Written 28 August 2025 · Last edited 28 March 2026 ~ 13 min read
Multi-layer Perceptrons and Backpropagation
Benjamin Clark
Part 3 of 3 in Foundations of AI
Introduction
Something clicked for me when I was actually running training loops during my final year project — not reading about training, but sitting there watching loss curves descend in a terminal. Training a neural network looks like magic from the outside. From the inside, it’s an optimisation problem. You have a network making predictions, you have a measure of how wrong those predictions are, and you have a systematic way of nudging every single weight in the right direction. That’s it. The sophistication is in making that nudge efficient across millions of parameters.
XOR has been a thread running through all three posts in this series. The perceptrons post showed why a single neuron can’t solve it — no straight line separates the 1s from the 0s. The activation functions post showed why non-linearity is the ingredient you need. This post is where XOR finally gets solved, with a network you can run yourself.
The goal
By the end of this article, you’ll understand:
- Why stacking layers with non-linear activations solves problems a single perceptron cannot.
- The structure of an MLP: input, hidden, and output layers.
- What loss functions are and when to use MSE versus cross-entropy.
- What gradient descent is actually doing.
- How backpropagation works — both why it’s needed and how it runs.
- How to implement all of this from scratch in NumPy and train an MLP on XOR.
Prerequisites
- Perceptrons — weighted inputs, the step function, and why XOR breaks a single neuron.
- Activation Functions — why non-linearity matters and the trade-offs between common choices.
- Basic Python (the code examples use NumPy).
Why stacking works
A single perceptron draws one straight line. XOR needs more than that — the 1s and 0s sit in opposite corners of a grid, and no single boundary separates them.
Marvin Minsky and Seymour Papert proved this formally in Perceptrons (MIT Press, 1969). Their proof that single-layer perceptrons cannot represent XOR contributed to a decade-long slowdown in neural network research — the so-called AI winter — until backpropagation revived the field in the 1980s.
Stack two layers and the picture changes. The first layer doesn’t try to solve the problem directly — it transforms the input into a new representation where the problem becomes linearly separable. The second layer then draws that final boundary.
Mathematically, instead of a single transformation:
y=f(Wx+b)You compose two:
y=f(2)(W(2)f(1)(W(1)x+b(1))+b(2))Where:
- f(1),f(2) = activation functions at each layer
- W(1),W(2) = weight matrices
- b(1),b(2) = bias vectors
- x = input vector
The critical point is the non-linear activation between layers. Without it, the composition collapses back into a single linear transformation — as the activation functions post showed, depth without non-linearity buys you nothing. With it, each layer reshapes the input space in a way the next layer can exploit.

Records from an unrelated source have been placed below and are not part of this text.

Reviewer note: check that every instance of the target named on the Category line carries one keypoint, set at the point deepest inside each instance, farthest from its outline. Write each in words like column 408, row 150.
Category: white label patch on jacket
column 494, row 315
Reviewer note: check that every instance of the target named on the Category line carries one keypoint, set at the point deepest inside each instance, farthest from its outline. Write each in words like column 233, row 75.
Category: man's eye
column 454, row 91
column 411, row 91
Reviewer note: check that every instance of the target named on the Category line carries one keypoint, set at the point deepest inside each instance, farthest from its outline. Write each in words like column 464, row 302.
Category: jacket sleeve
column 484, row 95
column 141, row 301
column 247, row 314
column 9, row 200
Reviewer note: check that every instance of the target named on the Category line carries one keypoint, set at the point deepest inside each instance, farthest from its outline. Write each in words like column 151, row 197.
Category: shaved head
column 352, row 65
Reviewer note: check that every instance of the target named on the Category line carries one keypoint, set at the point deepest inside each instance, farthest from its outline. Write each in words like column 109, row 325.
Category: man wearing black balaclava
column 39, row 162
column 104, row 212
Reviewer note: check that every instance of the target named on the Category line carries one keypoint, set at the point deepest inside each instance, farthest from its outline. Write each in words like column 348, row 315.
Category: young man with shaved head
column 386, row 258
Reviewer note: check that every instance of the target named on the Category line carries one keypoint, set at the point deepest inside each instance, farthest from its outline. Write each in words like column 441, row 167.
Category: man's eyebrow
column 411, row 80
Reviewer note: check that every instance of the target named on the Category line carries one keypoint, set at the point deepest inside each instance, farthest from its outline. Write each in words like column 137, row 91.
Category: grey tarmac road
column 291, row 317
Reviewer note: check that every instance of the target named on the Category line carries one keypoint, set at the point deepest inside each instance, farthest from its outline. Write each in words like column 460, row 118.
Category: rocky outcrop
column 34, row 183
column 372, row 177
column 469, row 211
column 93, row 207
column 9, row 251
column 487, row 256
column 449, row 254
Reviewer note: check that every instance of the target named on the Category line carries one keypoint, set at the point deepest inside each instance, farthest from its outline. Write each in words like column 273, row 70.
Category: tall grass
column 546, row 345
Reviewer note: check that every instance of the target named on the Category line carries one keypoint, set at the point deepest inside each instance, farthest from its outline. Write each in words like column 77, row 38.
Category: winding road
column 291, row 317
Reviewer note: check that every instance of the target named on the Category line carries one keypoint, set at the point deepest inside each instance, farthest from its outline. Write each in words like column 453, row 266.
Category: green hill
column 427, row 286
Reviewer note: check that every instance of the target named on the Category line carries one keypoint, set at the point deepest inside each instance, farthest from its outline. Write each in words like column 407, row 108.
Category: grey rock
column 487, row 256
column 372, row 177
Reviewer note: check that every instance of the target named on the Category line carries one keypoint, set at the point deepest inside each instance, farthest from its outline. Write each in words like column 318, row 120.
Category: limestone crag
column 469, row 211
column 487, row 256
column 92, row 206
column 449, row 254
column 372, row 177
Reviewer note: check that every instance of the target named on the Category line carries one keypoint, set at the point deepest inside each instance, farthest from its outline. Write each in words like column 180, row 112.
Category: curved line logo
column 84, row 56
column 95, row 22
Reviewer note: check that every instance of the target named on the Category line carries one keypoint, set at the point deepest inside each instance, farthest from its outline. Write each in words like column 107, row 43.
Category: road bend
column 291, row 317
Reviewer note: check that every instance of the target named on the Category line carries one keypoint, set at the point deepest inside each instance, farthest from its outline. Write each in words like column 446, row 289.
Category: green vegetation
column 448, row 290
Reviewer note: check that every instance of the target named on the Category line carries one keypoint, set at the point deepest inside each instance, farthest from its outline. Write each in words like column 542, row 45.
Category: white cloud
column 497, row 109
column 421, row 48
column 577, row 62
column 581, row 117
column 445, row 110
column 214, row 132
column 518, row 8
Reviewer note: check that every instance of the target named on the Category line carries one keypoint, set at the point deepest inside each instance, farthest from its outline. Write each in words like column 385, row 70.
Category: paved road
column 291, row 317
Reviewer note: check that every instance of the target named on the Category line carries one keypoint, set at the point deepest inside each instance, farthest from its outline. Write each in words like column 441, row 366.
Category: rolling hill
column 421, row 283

Structure of a Multi-Layer Perceptron
An MLP has three types of layers:
- Input layer — receives the raw data. No computation; it just passes values through.
- Hidden layers — each neuron computes a weighted sum of its inputs, adds a bias, and applies a non-linear activation function. This is where features are extracted.
- Output layer — produces the final prediction. For binary classification, a single neuron with a sigmoid activation gives a probability between 0 and 1.
Per layer, the transformation is:
h(l)=f(l)(W(l)h(l−1)+b(l))Where h(l) is the output of layer l and h(l−1) is the output of the previous layer (or the raw input when l=1).
The hidden layers are a genuine black box. Their weights are discovered automatically during training rather than designed by hand, which creates an explainability problem that hasn’t been fully solved. If a neural network is recommending a mortgage decision or flagging someone in a legal context, “the hidden layers decided” is not an acceptable answer. For problems where full traceability matters, MLPs are sometimes set aside in favour of models whose decisions can be audited step by step.
Multi-class problems (classify this digit as 0–9) need an output that sums to one across all classes — a proper probability distribution. Softmax does that job. It takes a vector of raw scores (logits) and converts them into a vector of non-negative values that sum to 1:
y^i=∑j=1kezjeziFor example, logits [2.0,1.0,0.1] become approximately [0.66,0.24,0.10] after softmax — a clear winner, but with quantified uncertainty across all classes. For binary classification like XOR, you don’t need softmax; a single sigmoid output is enough.
How MLPs learn
Training a neural network comes down to two things: figuring out how wrong the model is, and figuring out how each weight contributed to that wrongness. Loss functions handle the first. Gradient descent and backpropagation handle the second.
Loss functions
A loss function measures how wrong a prediction is, relative to the true label. The choice depends on what kind of prediction you’re making.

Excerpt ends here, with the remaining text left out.